Philippe Cornet
Philippe Cornet Journaliste musique

UN ALBUM ENTIER QUI DÉBLATÈRE CONTRE LE GÉANT MONDIAL DU GÉNÉTIQUEMENT MODIFIÉ? UNE RHÉTORIQUE PAS EXEMPTE DE CONSERVATISME.

Neil Young + Promise of The Real

« The Monsanto Years »

ROCK. DISTRIBUÉ PAR WARNER.

7

The Guardianlistait il y a quelques jours « the many furies of Neil Young », soit ses colères et chansons contre: contre la qualité du son digital, la pollution automobile, la guerre en Irak, Kent State (1), le projet de pipeline Keystone et plus récemment Donald Trump, candidat républicain ayant emprunté son Rockin In The Free World. Mais c’est la première fois que Young centre l’intégralité d’un album sur un sujet -les multinationales US, en particulier Monsanto, champion du gène modifié aux 2,5 milliards de dollars de bénéfice annuel, fabricateur en son temps de l’agent orange (2). Young embauche les deux fils de Willie Nelson dans un disque dominé par les guitares et les textes agacés. C’est donc sur un sifflotement de merle moqueur que Young et ses nouveaux jeunes copains bombardent A Rock Star Bucks A Coffee Shop de ces lignes: « Yeah, I want a cup of coffee/ But I don’t want a GMO/I’d like to start my day off/Without helpin’ Monsanto » Puisque, selon Young, le géant du café bobo booste ses latte d’OMG. Le salaud.

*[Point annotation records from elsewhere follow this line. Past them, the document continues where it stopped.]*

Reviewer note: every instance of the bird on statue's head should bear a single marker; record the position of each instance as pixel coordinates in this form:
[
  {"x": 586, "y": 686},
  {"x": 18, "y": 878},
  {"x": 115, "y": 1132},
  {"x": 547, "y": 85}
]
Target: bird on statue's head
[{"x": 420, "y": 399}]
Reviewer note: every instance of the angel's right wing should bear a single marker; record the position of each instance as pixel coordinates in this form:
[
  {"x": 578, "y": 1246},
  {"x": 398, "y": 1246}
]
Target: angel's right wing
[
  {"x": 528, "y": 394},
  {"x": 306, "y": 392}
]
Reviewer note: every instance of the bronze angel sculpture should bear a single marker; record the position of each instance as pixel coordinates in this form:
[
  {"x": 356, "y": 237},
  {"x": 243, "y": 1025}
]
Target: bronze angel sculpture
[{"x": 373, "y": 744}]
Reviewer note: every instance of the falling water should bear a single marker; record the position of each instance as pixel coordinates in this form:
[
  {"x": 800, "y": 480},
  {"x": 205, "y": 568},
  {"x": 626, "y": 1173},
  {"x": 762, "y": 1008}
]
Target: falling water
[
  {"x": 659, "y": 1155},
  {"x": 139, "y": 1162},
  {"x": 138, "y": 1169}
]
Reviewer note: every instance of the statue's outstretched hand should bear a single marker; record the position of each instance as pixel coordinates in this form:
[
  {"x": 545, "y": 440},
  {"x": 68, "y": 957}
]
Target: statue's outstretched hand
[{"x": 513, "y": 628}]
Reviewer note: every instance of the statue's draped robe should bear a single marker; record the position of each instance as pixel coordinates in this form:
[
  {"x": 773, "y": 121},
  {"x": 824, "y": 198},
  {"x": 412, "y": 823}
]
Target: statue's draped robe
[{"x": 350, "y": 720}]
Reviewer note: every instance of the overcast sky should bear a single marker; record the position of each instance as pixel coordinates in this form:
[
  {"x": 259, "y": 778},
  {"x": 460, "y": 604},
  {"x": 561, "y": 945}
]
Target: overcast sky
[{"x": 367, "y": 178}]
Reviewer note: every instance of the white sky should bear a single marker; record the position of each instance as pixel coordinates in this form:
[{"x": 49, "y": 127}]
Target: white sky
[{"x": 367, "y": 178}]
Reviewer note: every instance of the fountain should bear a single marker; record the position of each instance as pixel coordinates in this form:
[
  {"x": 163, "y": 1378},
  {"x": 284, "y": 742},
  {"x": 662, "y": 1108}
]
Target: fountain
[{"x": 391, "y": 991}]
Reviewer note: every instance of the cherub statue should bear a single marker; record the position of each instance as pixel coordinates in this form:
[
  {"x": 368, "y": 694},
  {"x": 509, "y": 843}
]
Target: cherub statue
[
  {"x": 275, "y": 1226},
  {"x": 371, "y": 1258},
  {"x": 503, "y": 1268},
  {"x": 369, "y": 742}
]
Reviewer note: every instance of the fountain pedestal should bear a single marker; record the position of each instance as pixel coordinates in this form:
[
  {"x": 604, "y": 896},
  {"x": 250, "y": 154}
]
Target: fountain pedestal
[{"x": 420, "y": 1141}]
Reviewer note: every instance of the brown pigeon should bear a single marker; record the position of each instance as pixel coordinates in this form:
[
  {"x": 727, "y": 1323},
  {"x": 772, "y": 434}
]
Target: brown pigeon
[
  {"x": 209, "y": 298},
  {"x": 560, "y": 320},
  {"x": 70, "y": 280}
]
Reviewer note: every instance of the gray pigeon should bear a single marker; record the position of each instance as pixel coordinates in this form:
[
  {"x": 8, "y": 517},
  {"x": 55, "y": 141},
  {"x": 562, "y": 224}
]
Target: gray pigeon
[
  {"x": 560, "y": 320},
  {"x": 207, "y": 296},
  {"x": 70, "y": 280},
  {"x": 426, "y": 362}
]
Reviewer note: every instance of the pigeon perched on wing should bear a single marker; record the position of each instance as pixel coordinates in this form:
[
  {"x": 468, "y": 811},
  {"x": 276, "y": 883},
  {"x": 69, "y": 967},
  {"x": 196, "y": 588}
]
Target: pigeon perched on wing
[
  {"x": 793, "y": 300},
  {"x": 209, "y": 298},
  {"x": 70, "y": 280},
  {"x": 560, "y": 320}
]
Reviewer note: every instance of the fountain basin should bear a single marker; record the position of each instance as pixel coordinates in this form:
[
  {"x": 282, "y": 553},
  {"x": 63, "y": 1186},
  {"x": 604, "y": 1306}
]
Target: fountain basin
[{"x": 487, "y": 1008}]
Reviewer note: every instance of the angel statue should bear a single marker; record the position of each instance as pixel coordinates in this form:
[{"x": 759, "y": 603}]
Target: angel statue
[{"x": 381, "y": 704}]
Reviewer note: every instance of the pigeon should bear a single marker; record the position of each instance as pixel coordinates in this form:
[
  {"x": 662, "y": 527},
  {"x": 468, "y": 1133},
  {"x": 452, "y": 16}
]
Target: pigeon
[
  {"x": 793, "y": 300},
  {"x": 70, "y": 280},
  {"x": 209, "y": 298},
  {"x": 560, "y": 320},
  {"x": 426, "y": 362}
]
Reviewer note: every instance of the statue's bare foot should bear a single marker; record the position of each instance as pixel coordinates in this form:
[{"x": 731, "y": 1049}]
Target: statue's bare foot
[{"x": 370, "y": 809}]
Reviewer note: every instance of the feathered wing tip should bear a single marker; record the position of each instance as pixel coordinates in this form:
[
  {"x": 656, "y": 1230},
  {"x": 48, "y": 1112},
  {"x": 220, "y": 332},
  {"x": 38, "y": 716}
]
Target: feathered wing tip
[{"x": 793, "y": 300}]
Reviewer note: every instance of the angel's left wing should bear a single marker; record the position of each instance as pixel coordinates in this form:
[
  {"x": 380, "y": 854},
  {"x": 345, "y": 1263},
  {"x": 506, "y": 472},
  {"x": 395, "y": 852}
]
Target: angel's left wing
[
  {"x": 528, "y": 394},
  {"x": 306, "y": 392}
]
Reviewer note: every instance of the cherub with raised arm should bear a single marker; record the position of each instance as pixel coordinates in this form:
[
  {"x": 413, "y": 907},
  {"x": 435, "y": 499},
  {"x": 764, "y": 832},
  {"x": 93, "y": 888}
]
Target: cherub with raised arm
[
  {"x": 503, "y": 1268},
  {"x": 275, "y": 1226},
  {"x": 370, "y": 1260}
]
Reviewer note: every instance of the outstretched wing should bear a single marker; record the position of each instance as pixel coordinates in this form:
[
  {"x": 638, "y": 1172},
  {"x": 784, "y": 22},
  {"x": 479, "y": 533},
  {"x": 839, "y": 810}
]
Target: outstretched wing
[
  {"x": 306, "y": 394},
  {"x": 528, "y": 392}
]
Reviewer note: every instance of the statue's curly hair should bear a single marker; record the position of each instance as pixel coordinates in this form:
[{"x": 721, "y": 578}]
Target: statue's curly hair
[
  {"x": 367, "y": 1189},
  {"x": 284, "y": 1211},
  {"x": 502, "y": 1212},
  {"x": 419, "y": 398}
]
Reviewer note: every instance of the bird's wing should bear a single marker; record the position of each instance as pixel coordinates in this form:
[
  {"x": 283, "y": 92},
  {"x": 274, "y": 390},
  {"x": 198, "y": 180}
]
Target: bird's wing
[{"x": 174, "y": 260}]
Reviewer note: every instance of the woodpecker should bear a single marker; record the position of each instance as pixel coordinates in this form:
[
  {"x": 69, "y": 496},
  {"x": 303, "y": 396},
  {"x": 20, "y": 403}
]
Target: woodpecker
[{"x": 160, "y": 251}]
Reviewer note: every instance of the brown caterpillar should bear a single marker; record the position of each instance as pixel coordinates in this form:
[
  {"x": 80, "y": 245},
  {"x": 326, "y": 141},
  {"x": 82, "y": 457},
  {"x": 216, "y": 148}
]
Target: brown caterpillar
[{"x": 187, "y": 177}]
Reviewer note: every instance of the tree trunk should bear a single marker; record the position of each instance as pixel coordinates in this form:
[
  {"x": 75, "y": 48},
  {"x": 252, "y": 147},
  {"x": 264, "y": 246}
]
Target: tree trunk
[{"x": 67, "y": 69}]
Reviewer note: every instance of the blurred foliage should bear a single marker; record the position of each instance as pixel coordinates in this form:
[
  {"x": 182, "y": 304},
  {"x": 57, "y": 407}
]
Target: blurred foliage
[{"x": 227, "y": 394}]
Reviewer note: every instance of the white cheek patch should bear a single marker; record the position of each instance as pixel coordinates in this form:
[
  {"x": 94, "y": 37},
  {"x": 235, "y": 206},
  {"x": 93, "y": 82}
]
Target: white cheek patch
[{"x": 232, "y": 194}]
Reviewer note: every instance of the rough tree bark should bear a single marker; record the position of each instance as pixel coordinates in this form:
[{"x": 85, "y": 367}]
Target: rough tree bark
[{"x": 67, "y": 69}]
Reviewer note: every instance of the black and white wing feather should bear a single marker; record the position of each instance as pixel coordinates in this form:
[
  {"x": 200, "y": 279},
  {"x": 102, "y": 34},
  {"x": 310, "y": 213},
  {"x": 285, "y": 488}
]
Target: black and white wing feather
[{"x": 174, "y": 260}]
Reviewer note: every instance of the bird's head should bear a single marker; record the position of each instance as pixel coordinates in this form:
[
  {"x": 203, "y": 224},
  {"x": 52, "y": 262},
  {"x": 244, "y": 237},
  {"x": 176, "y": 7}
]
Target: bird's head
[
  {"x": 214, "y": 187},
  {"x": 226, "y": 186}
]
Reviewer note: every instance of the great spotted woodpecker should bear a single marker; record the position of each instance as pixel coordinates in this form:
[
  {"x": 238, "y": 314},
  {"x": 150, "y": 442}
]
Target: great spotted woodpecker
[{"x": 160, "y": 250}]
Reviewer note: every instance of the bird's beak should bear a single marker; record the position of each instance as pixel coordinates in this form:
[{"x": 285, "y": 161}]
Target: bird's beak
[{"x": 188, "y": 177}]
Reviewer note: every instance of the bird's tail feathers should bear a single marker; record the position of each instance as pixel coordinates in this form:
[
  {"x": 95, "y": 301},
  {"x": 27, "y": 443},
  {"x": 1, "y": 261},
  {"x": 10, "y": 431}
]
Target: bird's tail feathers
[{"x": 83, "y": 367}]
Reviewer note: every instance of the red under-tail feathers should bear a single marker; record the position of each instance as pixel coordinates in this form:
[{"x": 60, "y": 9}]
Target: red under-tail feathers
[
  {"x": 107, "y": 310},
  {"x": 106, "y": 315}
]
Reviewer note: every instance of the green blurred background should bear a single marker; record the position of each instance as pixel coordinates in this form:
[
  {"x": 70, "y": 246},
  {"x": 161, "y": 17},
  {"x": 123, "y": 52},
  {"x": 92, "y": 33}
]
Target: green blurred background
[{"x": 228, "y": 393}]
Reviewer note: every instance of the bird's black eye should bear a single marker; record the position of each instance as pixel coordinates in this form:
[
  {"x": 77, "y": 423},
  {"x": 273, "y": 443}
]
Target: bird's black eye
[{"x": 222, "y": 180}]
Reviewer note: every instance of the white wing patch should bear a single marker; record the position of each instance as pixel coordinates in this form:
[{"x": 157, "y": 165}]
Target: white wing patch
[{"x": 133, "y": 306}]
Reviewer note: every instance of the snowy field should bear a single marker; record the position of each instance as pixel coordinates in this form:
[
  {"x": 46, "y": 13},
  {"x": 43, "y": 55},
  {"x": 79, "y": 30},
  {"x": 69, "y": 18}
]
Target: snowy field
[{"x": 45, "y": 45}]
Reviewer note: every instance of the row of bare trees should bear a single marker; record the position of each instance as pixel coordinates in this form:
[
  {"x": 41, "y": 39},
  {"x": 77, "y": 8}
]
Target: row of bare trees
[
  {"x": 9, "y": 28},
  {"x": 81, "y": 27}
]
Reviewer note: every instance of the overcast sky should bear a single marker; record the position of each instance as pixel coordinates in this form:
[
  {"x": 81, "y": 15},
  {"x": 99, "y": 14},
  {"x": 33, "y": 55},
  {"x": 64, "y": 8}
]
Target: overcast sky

Neil enfonce le clou dans le titre Monsanto Years où il parle de l’achat de pain: « When you shop for your daily bread and walk the aisles of Safeway/Find a package to catch your eye that makes you smile at Safeway/Choose a picture of an old red barn on a field of green/With the farmer and his wife and children, to complete the scene at Safeway/The family seeds they used to save were gifts from God not Monsanto. » Le blé comme cadeau de Dieu, la famille, la vieille ferme: on n’est pas si loin d’une version ricaine des « plus beaux villages de France« selon Stéphane Bern. Ce fond de patriotisme conservateur n’est pas neuf chez le Canadien: dans les années 80, il supporte Ronald Reagan et déclare être « fatigué que les Etats-Unis doivent s’excuser pour ce qu’ils font ». Ce qui ne l’empêchera pas de sermonner ultérieurement Bush Jr ou, ici, de critiquer le pétrolier Chevron (People Want To Hear Songs About Love)ou l’exploitation du personnel chez Walmart,première entreprise mondiale en termes de chiffre d’affaires (Big Box). Le tout via des textes plutôt adeptes du premier degré, genre jérémiades entre potes râleurs. D’où cette impression de slogans peu affutés et, parfois aussi, d’enfonçages de portes ouvertes. Restent l’énergie youngesque, les riffs garage crasseux et sa voix de sinus bouchés, pétrolant en cruising automatique sur Workin’ Man ou le gourmand Rules of Change, sans doute le meilleur titre du lot. Qui n’empêche pas le tout d’être, au final, moins saignant que le sujet de controverse choisi.

(1) YOUNG ÉCRIRA OHIO APRÈS QUE LA GARDE NATIONALE, EN 1970, A TUÉ QUATRE ÉTUDIANTS SUR LE CAMPUS DE KENT STATE.

(2) DÉFOLIANT UTILISÉ PAR L’ARMÉE AMÉRICAINE AU VIETNAM SUR LES POPULATIONS CIVILES.